Gain-of-function mutations of SHP-2 have recently been reported in human malignancies, indicating that SHP-2 is a bona fide oncoprotein.14, 15 SHP-2 binds to the EPIYA-C and EPIYA-D segments of Western CagA and East Asian CagA, respectively, in a manner that is dependent on EPIYA tyrosine phosphorylation.30 In the case of CagA-SHP-2 interaction, the EPIYA-D segment exhibits stronger activity to bind and deregulate SHP-2 than does the EPIYA-C segment.42 Consistently, East Asian CagA-positive H. pylori strains are more virulent and more closely associated with severe atrophic gastritis and gastric adenocarcinoma than are those carrying Western CagA.43 Among Western CagA-positive H. pylori strains, those having a greater number of EPIYA-C segments are more frequently isolated from patients with gastric carcinoma.44 Thus, the ability of individual CagA to perturb SHP-2 correlates with gastric carcinoma.
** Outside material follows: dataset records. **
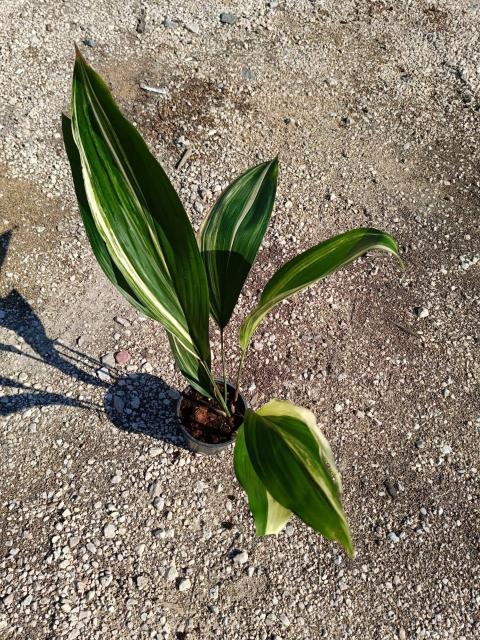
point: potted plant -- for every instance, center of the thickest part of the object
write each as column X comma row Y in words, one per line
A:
column 145, row 244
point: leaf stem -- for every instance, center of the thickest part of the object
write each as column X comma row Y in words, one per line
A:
column 224, row 368
column 239, row 374
column 217, row 392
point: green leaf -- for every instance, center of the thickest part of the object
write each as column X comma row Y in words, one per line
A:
column 232, row 234
column 191, row 367
column 138, row 216
column 270, row 517
column 293, row 461
column 98, row 245
column 312, row 265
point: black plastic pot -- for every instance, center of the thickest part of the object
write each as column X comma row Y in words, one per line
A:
column 198, row 446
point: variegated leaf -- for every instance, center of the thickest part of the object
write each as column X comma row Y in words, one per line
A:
column 269, row 515
column 136, row 213
column 292, row 460
column 232, row 234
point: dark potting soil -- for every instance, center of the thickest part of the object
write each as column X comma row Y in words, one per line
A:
column 203, row 423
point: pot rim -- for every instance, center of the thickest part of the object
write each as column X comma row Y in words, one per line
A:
column 219, row 445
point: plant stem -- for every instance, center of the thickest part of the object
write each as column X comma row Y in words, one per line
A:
column 224, row 369
column 217, row 391
column 205, row 404
column 239, row 374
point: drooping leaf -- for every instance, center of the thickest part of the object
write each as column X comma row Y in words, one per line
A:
column 138, row 216
column 232, row 234
column 269, row 515
column 293, row 462
column 312, row 265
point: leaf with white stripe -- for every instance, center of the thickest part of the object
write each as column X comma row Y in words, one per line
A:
column 269, row 515
column 293, row 461
column 138, row 216
column 232, row 233
column 311, row 266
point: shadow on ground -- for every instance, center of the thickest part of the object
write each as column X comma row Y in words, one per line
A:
column 142, row 403
column 136, row 403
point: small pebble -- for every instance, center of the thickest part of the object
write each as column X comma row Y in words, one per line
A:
column 391, row 489
column 109, row 531
column 108, row 359
column 421, row 312
column 184, row 584
column 240, row 558
column 104, row 375
column 171, row 575
column 228, row 18
column 123, row 321
column 122, row 357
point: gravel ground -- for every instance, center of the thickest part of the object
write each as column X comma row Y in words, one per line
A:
column 110, row 529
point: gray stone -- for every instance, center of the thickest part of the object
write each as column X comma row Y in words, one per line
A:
column 104, row 375
column 240, row 558
column 169, row 23
column 421, row 312
column 122, row 321
column 108, row 359
column 171, row 574
column 228, row 18
column 155, row 489
column 109, row 531
column 184, row 584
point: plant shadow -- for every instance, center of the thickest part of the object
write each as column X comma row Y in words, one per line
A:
column 136, row 402
column 143, row 403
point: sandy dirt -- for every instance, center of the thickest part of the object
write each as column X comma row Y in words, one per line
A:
column 110, row 528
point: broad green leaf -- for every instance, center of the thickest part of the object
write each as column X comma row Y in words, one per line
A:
column 98, row 245
column 290, row 458
column 269, row 515
column 191, row 367
column 139, row 217
column 188, row 364
column 232, row 234
column 312, row 265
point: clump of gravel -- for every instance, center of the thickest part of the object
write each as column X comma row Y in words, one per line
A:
column 110, row 527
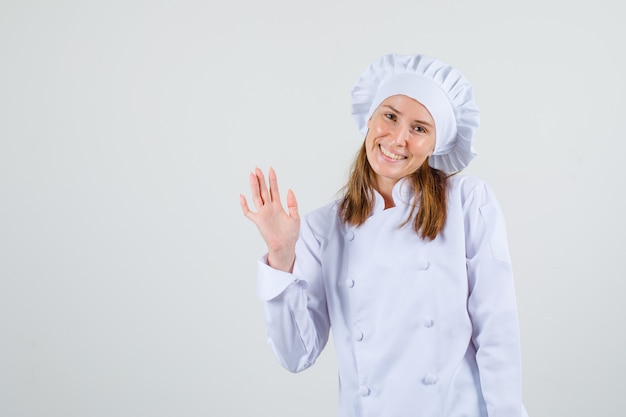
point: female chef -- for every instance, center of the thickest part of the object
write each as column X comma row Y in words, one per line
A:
column 410, row 267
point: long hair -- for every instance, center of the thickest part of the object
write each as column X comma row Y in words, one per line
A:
column 430, row 198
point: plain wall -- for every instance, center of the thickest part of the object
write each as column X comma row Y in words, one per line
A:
column 127, row 132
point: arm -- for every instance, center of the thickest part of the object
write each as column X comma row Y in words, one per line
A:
column 291, row 286
column 492, row 304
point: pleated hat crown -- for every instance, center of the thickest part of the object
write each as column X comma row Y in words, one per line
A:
column 443, row 90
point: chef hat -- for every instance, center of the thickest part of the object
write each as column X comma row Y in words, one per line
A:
column 444, row 91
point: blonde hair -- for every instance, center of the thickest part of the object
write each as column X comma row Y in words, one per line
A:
column 430, row 198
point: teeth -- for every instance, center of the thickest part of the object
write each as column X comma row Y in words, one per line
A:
column 390, row 154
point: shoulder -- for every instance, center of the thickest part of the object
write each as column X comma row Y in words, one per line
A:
column 467, row 189
column 320, row 222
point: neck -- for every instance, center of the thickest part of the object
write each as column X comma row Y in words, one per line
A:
column 385, row 189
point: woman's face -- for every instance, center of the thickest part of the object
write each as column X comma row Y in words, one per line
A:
column 401, row 134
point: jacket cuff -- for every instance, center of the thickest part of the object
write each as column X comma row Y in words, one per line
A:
column 272, row 282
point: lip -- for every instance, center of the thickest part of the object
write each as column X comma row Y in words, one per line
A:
column 390, row 155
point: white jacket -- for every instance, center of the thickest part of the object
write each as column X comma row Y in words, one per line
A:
column 421, row 328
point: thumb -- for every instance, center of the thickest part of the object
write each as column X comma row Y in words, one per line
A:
column 292, row 204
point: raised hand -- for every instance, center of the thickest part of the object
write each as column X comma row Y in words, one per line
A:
column 279, row 228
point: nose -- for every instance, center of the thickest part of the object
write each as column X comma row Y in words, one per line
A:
column 399, row 134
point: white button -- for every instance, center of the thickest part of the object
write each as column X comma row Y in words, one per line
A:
column 430, row 379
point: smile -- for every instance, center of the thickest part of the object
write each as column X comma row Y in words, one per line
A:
column 390, row 154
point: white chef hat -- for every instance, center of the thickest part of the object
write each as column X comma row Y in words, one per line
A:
column 444, row 91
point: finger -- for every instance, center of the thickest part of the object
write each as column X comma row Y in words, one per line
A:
column 255, row 191
column 274, row 193
column 265, row 195
column 292, row 205
column 244, row 206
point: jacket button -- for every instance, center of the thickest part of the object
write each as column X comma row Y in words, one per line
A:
column 430, row 379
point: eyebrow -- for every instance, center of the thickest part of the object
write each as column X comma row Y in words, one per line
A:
column 400, row 113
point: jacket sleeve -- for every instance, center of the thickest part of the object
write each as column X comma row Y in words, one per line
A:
column 295, row 308
column 492, row 304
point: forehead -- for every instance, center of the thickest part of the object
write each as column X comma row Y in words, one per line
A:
column 407, row 106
On the other hand, the degree of β-catenin deregulation by CagA does not significantly differ between ABD-type East Asian CagA and ABCCC-type Western CagA despite the fact that ABD-type CagA possesses a single CM sequence while ABCCC-type CagA possesses multiple CM sequences. Also, the number of EPIYA-C segments, each of which contains a single CM sequence, does not affect the degree of β-catenin deregulation among distinct Western CagA species. Accordingly, in contrast to the case of SHP-2, structural diversity in the EPIYA-repeat region does not influence the degree of individual CagA to disturb the β-catenin signal. The observations also suggest that disruption of the E-cadherin/β-catenin complex is mediated by a single CM sequence even if CagA possesses multiple CM sequences. Hence, whereas the CM sequence is required for the activation of the β-catenin signal, the number of the CM sequences does not play a role in determining the magnitude of β-catenin deregulation by distinct CagA species.
Deregulation of β-catenin within a limited range of magnitude may be an inherent activity of CagA as an H. pylori virulence factor, which promotes the long-term colonization of H. pylori in the stomach while inducing intestinal transdifferentiation known as precancerous intestinal metaplasia. Thus, CagA-mediated deregulation of β-catenin and SHP-2, which simultaneously activates distinct intracellular signaling pathways, may play crucial roles in the multistep process of gastric carcinogenesis.